In a large bowl, whisk together the flour, cocoa powder, baking soda, and salt. Set aside.
Using a hand mixer or stand mixer, beat the butter, granulated sugar, and brown sugar until light and creamy, about 3 minutes.
Add the egg and vanilla extract and mix until combined.
Gradually add the dry ingredients and mix on low speed until a thick dough forms.
Line baking sheets with parchment paper.
Roll dough into small balls using about 2 teaspoons of dough for each cookie.
Place on prepared baking sheets and flatten each ball into a 1.5-inch disc using the bottom of a glass or measuring cup.
Refrigerate the shaped cookies for 10 minutes.
Preheat the oven to 350°F (177°C).
Arrange chilled cookies about 3 inches apart on baking sheets.

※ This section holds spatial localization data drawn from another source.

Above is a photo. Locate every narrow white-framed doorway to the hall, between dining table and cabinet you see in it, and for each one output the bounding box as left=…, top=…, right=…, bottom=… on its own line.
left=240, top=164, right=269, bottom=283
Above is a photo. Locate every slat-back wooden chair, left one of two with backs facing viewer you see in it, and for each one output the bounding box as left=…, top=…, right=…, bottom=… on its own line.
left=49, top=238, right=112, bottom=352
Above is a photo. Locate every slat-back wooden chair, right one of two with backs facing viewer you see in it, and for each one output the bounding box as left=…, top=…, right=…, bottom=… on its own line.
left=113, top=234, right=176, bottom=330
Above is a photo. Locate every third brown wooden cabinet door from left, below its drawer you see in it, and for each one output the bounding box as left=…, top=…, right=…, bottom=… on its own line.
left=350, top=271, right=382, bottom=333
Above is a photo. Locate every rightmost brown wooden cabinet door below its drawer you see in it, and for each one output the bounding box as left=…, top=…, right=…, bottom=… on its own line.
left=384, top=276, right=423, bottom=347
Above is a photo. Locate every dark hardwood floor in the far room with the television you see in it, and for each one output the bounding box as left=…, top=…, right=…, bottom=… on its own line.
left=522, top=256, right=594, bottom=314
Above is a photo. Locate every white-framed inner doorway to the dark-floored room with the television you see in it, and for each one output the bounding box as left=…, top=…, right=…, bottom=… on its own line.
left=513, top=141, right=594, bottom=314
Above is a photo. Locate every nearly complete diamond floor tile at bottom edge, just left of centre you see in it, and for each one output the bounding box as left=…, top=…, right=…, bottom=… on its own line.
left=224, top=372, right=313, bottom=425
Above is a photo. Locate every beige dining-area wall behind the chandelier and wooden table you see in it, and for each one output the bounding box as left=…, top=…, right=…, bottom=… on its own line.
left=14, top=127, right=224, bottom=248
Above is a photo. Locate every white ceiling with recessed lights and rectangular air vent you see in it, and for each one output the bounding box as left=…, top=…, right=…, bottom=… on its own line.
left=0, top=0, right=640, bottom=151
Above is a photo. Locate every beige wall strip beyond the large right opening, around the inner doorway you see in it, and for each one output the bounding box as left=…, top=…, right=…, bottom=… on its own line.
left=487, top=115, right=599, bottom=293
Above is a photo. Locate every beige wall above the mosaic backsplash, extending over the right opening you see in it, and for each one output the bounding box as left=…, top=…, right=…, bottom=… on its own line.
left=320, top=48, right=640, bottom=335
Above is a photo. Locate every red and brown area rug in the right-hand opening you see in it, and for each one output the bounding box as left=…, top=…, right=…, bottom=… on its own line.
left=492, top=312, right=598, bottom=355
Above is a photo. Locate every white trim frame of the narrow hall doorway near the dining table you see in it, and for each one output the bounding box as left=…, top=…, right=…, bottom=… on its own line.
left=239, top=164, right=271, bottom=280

Bake for 8–10 minutes until edges are set and tops begin to crack slightly.
Cool on the baking sheet for 5 minutes, then transfer to a wire rack to cool completely.
To make the filling, beat the butter and shortening together until creamy.
Add confectioners' sugar and vanilla extract. Beat until smooth and fluffy.
Spread or pipe the filling onto half of the cooled cookies.
Top with remaining cookies and gently press together to create Homemade Oreos.